Local schools respond to Pfizer vaccine authorization for children

Pullman Public Schools will not require vaccinations for children ages 5-11; children receive two 10 microgram doses three weeks apart



The U.S. Food and Drug Administration authorized the Pfizer-BioNTech COVID-19 vaccine for children ages 5-11 on Oct. 29.

ABBY SONNICHSEN, Evergreen Photographer

Pullman Public Schools will not require students to be vaccinated to attend school. This announcement follows the U.S. Food and Drug Administration’s authorization of the Pfizer-BioNTech COVID-19 vaccine for children ages 5-11 on Oct. 29. 

“This is a great opportunity for our elementary-age students to be able to access the COVID vaccine,” said Superintendent Bob Maxwell. “We think [this] will enable us to continue to make progress in returning to pre-pandemic life in an education system.” 

The school district will provide information for parents so they can make a decision about vaccinating their children, Maxwell said. 

“Vaccines are one of the tools in the toolbox to control this pandemic and [get] past it,” he said. “It’s important for our community to get back on track.”

Michelle Hyatt, Pullman Public Schools nurse, said the district is following guidance from the Centers for Disease Control and Prevention to continue providing education. This includes requiring everyone over the age of 5 to wear masks, practicing social distancing, encouraging regular hand washing and all other recommendations from the CDC. 

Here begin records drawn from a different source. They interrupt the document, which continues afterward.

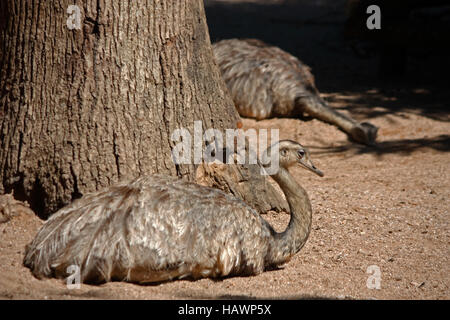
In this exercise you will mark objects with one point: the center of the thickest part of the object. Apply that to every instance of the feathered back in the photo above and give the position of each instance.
(263, 80)
(152, 229)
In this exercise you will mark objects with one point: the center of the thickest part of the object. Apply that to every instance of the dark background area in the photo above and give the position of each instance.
(314, 31)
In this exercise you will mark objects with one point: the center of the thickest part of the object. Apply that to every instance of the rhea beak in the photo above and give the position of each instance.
(307, 163)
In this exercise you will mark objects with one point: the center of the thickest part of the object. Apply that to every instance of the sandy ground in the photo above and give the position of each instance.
(386, 206)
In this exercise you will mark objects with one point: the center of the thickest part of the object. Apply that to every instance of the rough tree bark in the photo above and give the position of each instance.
(82, 108)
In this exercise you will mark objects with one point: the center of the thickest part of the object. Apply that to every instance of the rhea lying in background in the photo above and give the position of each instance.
(266, 81)
(158, 228)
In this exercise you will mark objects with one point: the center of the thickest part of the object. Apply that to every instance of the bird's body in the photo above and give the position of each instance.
(265, 81)
(157, 228)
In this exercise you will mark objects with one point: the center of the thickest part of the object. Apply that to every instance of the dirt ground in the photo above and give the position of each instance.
(385, 206)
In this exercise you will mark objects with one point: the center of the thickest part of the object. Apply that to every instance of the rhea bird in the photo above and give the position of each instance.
(265, 81)
(159, 228)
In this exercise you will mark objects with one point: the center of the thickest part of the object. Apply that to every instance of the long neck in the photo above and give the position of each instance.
(286, 244)
(317, 108)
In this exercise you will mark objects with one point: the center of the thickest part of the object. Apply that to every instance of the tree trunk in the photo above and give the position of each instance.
(83, 108)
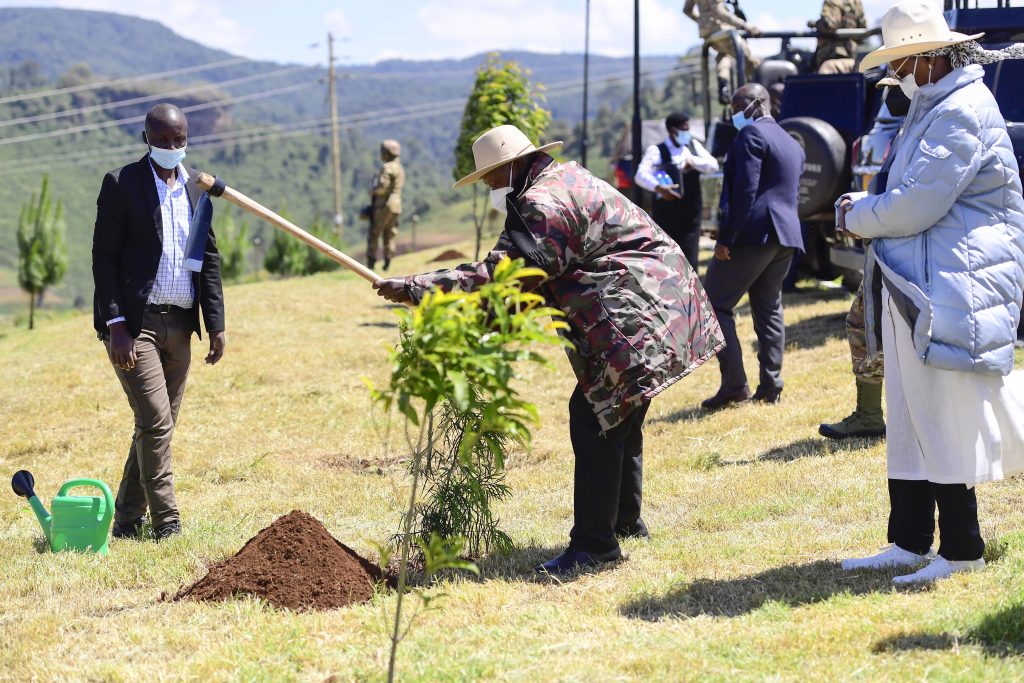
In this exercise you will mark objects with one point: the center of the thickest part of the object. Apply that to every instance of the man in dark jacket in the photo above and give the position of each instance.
(146, 307)
(758, 236)
(678, 206)
(638, 317)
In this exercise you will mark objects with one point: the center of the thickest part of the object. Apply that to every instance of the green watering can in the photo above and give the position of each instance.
(78, 522)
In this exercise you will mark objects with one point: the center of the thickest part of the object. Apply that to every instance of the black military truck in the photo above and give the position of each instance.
(846, 128)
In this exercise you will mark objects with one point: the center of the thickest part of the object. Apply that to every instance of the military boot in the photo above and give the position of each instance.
(724, 91)
(866, 420)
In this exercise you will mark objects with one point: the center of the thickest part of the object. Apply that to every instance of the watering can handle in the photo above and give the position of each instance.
(96, 483)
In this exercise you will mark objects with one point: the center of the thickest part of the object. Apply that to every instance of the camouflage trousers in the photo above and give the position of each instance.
(865, 368)
(726, 58)
(837, 66)
(383, 227)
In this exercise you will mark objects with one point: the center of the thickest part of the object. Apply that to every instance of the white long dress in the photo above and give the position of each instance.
(947, 426)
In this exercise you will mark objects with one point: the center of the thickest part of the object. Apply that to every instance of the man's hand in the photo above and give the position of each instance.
(392, 289)
(122, 346)
(845, 207)
(668, 194)
(217, 342)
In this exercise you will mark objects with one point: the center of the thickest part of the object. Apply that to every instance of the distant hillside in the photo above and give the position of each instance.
(284, 160)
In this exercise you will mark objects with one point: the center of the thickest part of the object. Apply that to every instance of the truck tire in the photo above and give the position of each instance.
(826, 169)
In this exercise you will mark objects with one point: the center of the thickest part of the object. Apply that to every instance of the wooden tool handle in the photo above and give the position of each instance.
(217, 188)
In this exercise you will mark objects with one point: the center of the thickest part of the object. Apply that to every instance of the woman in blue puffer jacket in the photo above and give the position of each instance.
(947, 237)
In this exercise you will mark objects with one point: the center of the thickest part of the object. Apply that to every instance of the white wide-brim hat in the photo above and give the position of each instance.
(913, 28)
(499, 146)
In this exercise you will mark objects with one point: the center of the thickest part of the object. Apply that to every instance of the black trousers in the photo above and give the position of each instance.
(759, 271)
(681, 220)
(608, 475)
(911, 518)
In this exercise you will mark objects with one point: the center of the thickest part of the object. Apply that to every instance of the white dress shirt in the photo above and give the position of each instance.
(173, 283)
(699, 160)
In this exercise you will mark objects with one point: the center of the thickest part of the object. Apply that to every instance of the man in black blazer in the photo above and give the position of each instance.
(758, 236)
(146, 307)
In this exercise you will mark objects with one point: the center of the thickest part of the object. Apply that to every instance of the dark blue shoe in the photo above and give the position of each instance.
(572, 560)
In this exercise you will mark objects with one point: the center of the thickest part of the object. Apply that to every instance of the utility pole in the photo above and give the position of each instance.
(335, 143)
(584, 143)
(637, 191)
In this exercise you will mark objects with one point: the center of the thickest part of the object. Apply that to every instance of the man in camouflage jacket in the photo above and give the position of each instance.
(837, 56)
(638, 317)
(713, 16)
(386, 204)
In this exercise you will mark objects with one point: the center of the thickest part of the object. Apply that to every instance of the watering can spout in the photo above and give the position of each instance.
(24, 484)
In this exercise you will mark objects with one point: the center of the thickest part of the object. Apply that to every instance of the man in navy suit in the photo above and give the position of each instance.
(146, 307)
(757, 238)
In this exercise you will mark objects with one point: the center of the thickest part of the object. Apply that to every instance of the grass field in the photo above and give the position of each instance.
(749, 508)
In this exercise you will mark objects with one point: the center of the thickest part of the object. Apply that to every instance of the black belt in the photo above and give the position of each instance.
(165, 308)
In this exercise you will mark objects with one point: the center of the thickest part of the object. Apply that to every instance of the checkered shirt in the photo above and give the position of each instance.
(173, 284)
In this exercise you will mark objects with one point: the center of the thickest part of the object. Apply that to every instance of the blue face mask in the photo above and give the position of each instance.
(740, 120)
(167, 159)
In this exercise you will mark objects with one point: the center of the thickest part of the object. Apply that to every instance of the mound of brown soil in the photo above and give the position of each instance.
(450, 255)
(293, 563)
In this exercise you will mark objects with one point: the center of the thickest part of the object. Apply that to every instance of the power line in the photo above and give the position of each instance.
(119, 81)
(120, 122)
(108, 124)
(147, 98)
(268, 133)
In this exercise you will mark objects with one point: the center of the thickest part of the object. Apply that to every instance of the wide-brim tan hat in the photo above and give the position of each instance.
(913, 28)
(499, 146)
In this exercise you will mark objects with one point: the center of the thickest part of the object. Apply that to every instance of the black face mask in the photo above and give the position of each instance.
(897, 102)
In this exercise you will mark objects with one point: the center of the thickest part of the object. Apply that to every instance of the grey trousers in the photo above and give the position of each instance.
(758, 271)
(155, 387)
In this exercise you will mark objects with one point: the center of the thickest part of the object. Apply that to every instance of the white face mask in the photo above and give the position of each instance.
(499, 196)
(908, 84)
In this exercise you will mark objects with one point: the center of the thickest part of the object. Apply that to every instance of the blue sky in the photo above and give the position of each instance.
(370, 31)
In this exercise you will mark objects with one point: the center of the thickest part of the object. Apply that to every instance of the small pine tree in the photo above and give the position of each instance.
(501, 95)
(42, 254)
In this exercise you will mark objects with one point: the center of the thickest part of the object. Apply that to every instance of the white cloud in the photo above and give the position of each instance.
(337, 22)
(876, 8)
(527, 25)
(202, 22)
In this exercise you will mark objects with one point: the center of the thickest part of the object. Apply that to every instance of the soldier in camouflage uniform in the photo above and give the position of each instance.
(639, 319)
(712, 16)
(866, 419)
(837, 56)
(386, 204)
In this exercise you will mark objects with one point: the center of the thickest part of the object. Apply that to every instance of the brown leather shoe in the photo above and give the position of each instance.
(727, 396)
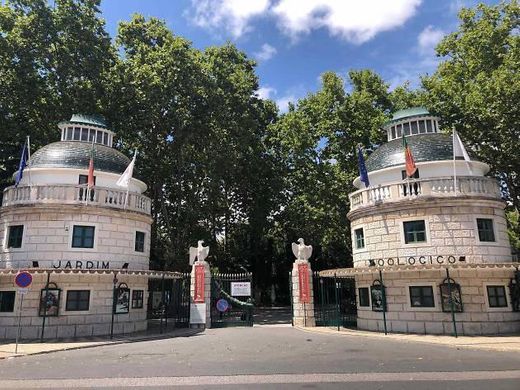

“We’re working with the health department, helping our families get information about the vaccine and then ultimately leaving it up to families to decide what’s best for them,” Hyatt said.

Brenda Boyd, WSU Children’s Center executive director, said the center has implemented many changes to continue providing childcare and keep children safe. 

Currently, the center follows the CDC guidelines requiring all teaching personnel and children over the age of 5 to wear masks and maintain social distance. The center replaced self-serve dining with individual servings. Children also stay with one group so they are not mixing with other classrooms to help limit exposure, Boyd said.

“We’re … licensed by the Department of Children, Youth, and Families in Washington State, [so] we’ll be following whatever requirements that they set for us to maintain our licensing,” Boyd said.  

The vaccine was studied in roughly 3,100 children ages 5-11 and was found to be 90.7 percent effective in preventing COVID-19. There were no serious side effects detected, according to the FDA website.

Children are administered two doses three weeks apart. They are given a lower dosage, 10 micrograms, compared to the dosage for people 12 years and older, which is 30 micrograms, according to the website. 

Children ages 5-11 make up nearly 40 percent of all U.S. COVID-19 cases in children under the age of 18. Out of those cases, over 8,300 COVID-19 cases have resulted in hospitalization and there have been 146 deaths, according to the website. 

Pediatric vaccines became nationally accessible Monday, according to the CDC website.